Mettre le paquet en envoyant ses ministres au front ou faire de la dentelle électorale, le président devra choisir sa stratégie.
Ala tête du Conseil de défense le matin, stratège électoral en chef le soir. Le 25 août dernier, après avoir fait un point avec ses ministres et ses gradés sur l’évolution de l’épidémie avant la rentrée, le président de la République a reçu à l’Elysée l’état-major de sa majorité pour un dîner consacré, entre autres choses, aux prochaines échéances électorales : les élections départementales et, surtout, régionales. A six mois d’un scrutin qui angoisse nombre de parlementaires, abasourdis par des municipales désastreuses et convaincus que beaucoup de listes ne dépasseront pas les 10 % nécessaires pour accéder au second tour, les caciques de la Macronie entrent doucement dans le vif du sujet. Réunis autour d’Emmanuel Macron, le Premier ministre Jean Castex, le patron du MoDem François Bayrou, celui de La République en marche Stanislas Guerini, le président de l’Assemblée nationale Richard Ferrand et le conseiller spécial élyséen Philippe Grangeon ont confronté leurs positions, en ne regardant pas toujours dans la même direction.
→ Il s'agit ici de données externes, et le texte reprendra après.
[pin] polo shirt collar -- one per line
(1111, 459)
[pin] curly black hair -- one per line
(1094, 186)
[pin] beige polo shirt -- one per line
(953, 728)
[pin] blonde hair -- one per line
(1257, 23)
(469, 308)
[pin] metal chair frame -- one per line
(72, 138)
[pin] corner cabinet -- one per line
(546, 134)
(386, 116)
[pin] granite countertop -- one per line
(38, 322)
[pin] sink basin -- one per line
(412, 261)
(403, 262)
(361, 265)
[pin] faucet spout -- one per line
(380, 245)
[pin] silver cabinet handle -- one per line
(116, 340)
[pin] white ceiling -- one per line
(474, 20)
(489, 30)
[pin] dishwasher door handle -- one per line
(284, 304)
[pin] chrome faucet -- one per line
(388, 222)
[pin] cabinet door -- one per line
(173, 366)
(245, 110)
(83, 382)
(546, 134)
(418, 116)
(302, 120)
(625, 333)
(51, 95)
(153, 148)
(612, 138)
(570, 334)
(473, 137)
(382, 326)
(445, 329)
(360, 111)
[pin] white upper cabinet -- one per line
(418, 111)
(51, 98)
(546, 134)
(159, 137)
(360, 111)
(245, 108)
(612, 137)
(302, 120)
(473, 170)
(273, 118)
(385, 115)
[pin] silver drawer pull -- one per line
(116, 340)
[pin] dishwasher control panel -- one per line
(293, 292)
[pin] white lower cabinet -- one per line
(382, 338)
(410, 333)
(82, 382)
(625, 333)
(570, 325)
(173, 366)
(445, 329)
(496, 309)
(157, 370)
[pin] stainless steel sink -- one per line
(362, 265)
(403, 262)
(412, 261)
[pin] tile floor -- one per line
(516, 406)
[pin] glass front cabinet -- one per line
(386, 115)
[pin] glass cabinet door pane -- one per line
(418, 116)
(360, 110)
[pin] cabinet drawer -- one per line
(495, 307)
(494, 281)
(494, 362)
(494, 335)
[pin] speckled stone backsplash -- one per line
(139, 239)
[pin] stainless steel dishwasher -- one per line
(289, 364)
« Se sont exprimées dans ce dîner des lignes très orthogonales », souffle un proche du chef de l’Etat. Notamment sur l’importance à donner à ces élections intermédiaires placées un an avant la présidentielle de 2022. En deux mots : faut-il envoyer un maximum de poids lourds pour marquer le coup, avec le risque de les voir délégitimés en cas de fiasco ? Ou jouer la partie plus finement ? « L’élection présidentielle ne se joue pas là-dessus, ce n’est pas parce qu’on gagne les Pays de la Loire ou la Normandie qu’on poussera le président. Entre “tous sur le pont” et “tous aux abris”, il y a une solution intermédiaire. Il faut des combats politiques choisis et assumés », indique l’un des convives du dîner. Le va-t-en-guerre Richard Ferrand, quant à lui, était déjà sorti du bois dans les colonnes du Figaro début juillet, tenant une ligne que certains ministres et cadres d’En marche décrivent comme « maximaliste » : « Je souhaite que, partout, les ministres s’engagent dans les élections régionales. […] Chacun doit vérifier sa capacité à obtenir sur le terrain la légitimité populaire. Je souhaite que personne ne se dérobe. » Un pour tous, tous pour un, et pas de déserteurs ! Il existe pourtant bel et bien une troisième voie dans la majorité : enjamber le scrutin, boucler des alliances avec LR, tant le match semble perdu d’avance… « Avec Sarkozy, tous les ministres étaient candidats et, en perdant, ils ont affaibli le président », analyse un ministre venu de la droite.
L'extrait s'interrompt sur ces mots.